The complex interplay between various phytohormones is crucial for many plant processes including response to biotic and abiotic stress. Therefore it is important to be able to easily and accurately measure changes in these compounds under various conditions where sample material may be limited. Here we have presented a very quick and robust method for the analysis of 11 metabolites; phytohormones or their biochemical pathway intermediates by GC–MS, and demonstrated application using the foliar tissue of M. truncatula, requiring only 100 mg of plant tissue. The method presents a high degree of reproducibility in the isolation of these target metabolites, and calibration linearity in the range of four orders of magnitude. This protocol is particularly high through-put in terms of sample preparation and instrumentation, requires no specialised equipment for phytohormone isolation and preparation and therefore samples can be generated in a wide range of laboratories and enables analysis of large, highly replicated experiments in a short turnaround time.

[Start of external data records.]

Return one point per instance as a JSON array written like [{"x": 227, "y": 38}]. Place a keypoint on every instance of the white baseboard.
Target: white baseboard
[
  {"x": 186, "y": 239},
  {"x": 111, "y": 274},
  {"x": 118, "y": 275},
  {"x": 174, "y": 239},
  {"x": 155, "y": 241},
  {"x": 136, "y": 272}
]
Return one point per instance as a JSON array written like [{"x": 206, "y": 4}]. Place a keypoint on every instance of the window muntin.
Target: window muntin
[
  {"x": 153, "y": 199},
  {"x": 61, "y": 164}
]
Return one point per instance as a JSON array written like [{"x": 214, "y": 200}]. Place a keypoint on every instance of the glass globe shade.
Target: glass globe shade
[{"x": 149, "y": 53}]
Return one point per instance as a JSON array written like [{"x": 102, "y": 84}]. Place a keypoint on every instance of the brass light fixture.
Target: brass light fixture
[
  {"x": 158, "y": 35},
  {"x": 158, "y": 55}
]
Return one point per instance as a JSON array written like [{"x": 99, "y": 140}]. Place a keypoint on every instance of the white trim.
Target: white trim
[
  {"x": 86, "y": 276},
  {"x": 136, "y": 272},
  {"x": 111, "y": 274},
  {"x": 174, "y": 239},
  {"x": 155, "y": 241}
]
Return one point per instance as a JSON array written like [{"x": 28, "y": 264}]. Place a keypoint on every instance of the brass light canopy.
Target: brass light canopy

Metabolites with higher volatility including many phytohormones, require particular consideration during preparative processes, but are an important component of the plant metabolome. The application of targeted methods such as these towards achieving wider metabolome coverage will benefit non-targeted metabolomics data sets. The plant science and metabolomics community would also be well served by the application of these methods to other species and tissue types and even the extension to non-targeted data acquisition methods, such as those validated by Villas-Bôas et al. (2003) and Smart et al. (2010) for a more comprehensive picture of the plant metabolome.